2021-02-12 15:49:10.346186: I tensorflow/compiler/jit/xla_cpu_device.cc:41] Not creating XLA devices, tf_xla_enable_xla_devices not set
2021-02-12 15:49:10.346327: I tensorflow/core/platform/cpu_feature_guard.cc:142] This TensorFlow binary is optimized with oneAPI Deep Neural Network Library (oneDNN) to use the following CPU instructions in performance-critical operations:  AVX2 FMA
To enable them in other operations, rebuild TensorFlow with the appropriate compiler flags.
Model: "model_1"
__________________________________________________________________________________________________
Layer (type)                    Output Shape         Param #     Connected to                     
sequence (InputLayer)           [(None, 131072, 4)]  0                                            
__________________________________________________________________________________________________
stochastic_reverse_complement ( ((None, 131072, 4),  0           sequence[0][0]                   
__________

## SNP activity difference output

The output HDF5 stores the SNP and target information and predicted scores.

In [9]:
sad_h5 = h5py.File('output/rfx6_sad/sad.h5', 'r')
list(sad_h5.keys())

['SAD',
 'SAD_pct',
 'alt_allele',
 'chr',
 'percentiles',
 'pos',
 'ref_allele',
 'snp',
 'target_ids',
 'target_labels']

In [11]:
for snp_key in ['snp', 'chr', 'pos', 'ref_allele']:
    print(snp_key, sad_h5[snp_key][:])

snp [b'rs339331']
chr [b'chr6']
pos [117210052]
ref_allele [b'T']


In [12]:
for ti in range(3):
    cols = (ti, sad_h5['SAD'][0,ti], sad_h5['target_ids'][ti], sad_h5['target_labels'][ti])
    print('%2d  %7.4f  %12s  %s' % cols)

 0   0.0018  b'CNhs11760'  b'aorta'
 1  -0.0014  b'CNhs12843'  b'artery'
 2  -0.0028  b'CNhs12856'  b'pulmonic_valve'


These are inconclusive small effect sizes, not surprising given that we're only studying heart CAGE. The proper cell types and experiments would shed more light.

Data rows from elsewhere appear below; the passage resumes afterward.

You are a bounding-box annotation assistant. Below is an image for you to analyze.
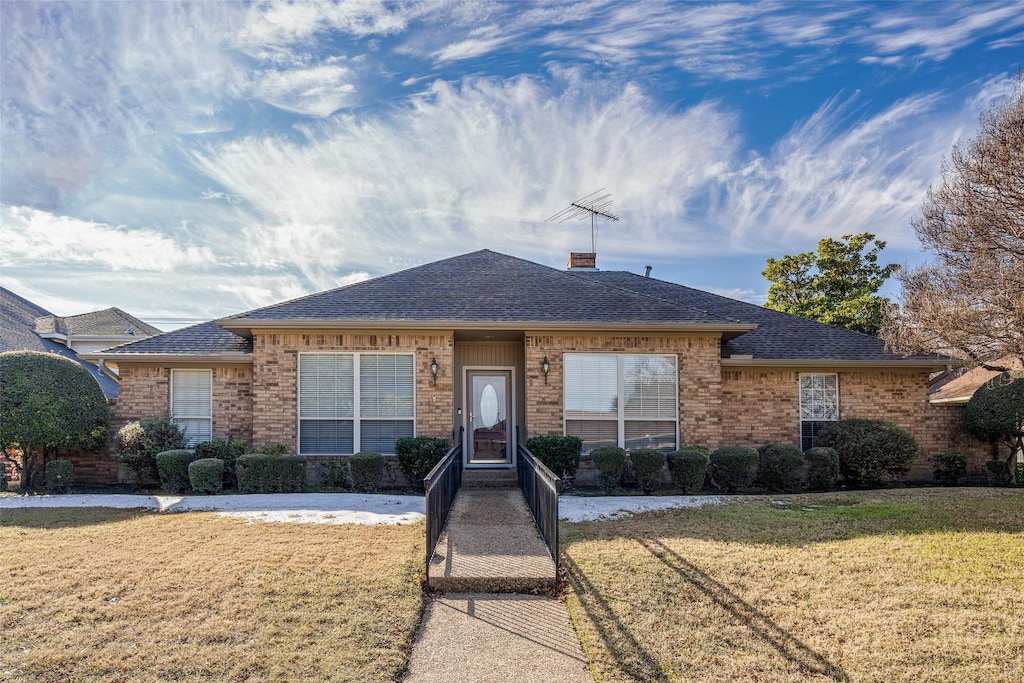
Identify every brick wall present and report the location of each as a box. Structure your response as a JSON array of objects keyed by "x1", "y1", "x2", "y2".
[
  {"x1": 252, "y1": 330, "x2": 454, "y2": 451},
  {"x1": 526, "y1": 333, "x2": 722, "y2": 444}
]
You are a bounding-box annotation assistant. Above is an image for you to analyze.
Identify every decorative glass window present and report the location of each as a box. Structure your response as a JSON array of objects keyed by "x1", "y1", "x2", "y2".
[
  {"x1": 171, "y1": 370, "x2": 213, "y2": 446},
  {"x1": 800, "y1": 374, "x2": 839, "y2": 451},
  {"x1": 299, "y1": 353, "x2": 416, "y2": 455},
  {"x1": 563, "y1": 353, "x2": 679, "y2": 452}
]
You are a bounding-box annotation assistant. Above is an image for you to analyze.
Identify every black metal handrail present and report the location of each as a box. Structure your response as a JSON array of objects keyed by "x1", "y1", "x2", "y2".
[
  {"x1": 516, "y1": 429, "x2": 562, "y2": 566},
  {"x1": 423, "y1": 427, "x2": 463, "y2": 586}
]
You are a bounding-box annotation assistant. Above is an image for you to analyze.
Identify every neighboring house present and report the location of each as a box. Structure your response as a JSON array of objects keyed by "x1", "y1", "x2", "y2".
[
  {"x1": 86, "y1": 250, "x2": 978, "y2": 485},
  {"x1": 0, "y1": 287, "x2": 161, "y2": 482}
]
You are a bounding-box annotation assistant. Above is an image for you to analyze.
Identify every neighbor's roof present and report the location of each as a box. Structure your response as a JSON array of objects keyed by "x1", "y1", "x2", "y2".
[{"x1": 90, "y1": 250, "x2": 947, "y2": 368}]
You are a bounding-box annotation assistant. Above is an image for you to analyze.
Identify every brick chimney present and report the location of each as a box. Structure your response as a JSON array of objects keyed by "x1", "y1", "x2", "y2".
[{"x1": 565, "y1": 252, "x2": 597, "y2": 270}]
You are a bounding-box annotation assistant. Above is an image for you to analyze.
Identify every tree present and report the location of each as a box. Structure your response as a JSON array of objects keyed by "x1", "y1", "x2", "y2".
[
  {"x1": 964, "y1": 372, "x2": 1024, "y2": 483},
  {"x1": 0, "y1": 351, "x2": 111, "y2": 489},
  {"x1": 883, "y1": 75, "x2": 1024, "y2": 371},
  {"x1": 761, "y1": 232, "x2": 899, "y2": 335}
]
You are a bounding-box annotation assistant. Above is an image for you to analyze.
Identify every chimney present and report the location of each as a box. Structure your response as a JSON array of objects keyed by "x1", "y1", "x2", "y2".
[{"x1": 565, "y1": 252, "x2": 597, "y2": 270}]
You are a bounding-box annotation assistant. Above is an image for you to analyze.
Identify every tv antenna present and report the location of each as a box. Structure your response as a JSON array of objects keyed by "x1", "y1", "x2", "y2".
[{"x1": 545, "y1": 187, "x2": 618, "y2": 254}]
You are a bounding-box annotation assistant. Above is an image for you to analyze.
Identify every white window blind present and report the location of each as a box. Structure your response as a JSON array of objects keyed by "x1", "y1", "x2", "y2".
[{"x1": 171, "y1": 370, "x2": 213, "y2": 445}]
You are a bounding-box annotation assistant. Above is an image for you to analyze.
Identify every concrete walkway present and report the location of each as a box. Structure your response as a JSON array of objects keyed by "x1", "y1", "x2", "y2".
[{"x1": 406, "y1": 488, "x2": 594, "y2": 683}]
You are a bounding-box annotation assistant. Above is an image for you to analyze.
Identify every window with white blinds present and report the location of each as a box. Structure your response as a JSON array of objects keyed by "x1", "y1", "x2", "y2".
[
  {"x1": 299, "y1": 353, "x2": 416, "y2": 455},
  {"x1": 562, "y1": 353, "x2": 679, "y2": 452},
  {"x1": 171, "y1": 370, "x2": 213, "y2": 445}
]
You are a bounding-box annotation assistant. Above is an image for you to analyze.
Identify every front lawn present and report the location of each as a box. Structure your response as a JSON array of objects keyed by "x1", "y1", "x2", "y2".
[
  {"x1": 0, "y1": 509, "x2": 424, "y2": 683},
  {"x1": 562, "y1": 488, "x2": 1024, "y2": 683}
]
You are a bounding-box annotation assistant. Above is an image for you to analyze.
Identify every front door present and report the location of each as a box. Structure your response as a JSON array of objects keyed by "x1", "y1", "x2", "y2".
[{"x1": 466, "y1": 370, "x2": 515, "y2": 465}]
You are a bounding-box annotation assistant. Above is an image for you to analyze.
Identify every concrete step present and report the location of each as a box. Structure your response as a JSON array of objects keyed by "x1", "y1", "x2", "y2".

## SNP expression difference compute

Alternatively, we can directly query the predictions at gene TSS's. Since moving the codebase to Tensorflow2, these scripts need to be rewritten. In my experience thus far, the more general SNP scores above work well for nearly all applications. The model isn't terribly good at predicting that one gene versus another will be more affected right now.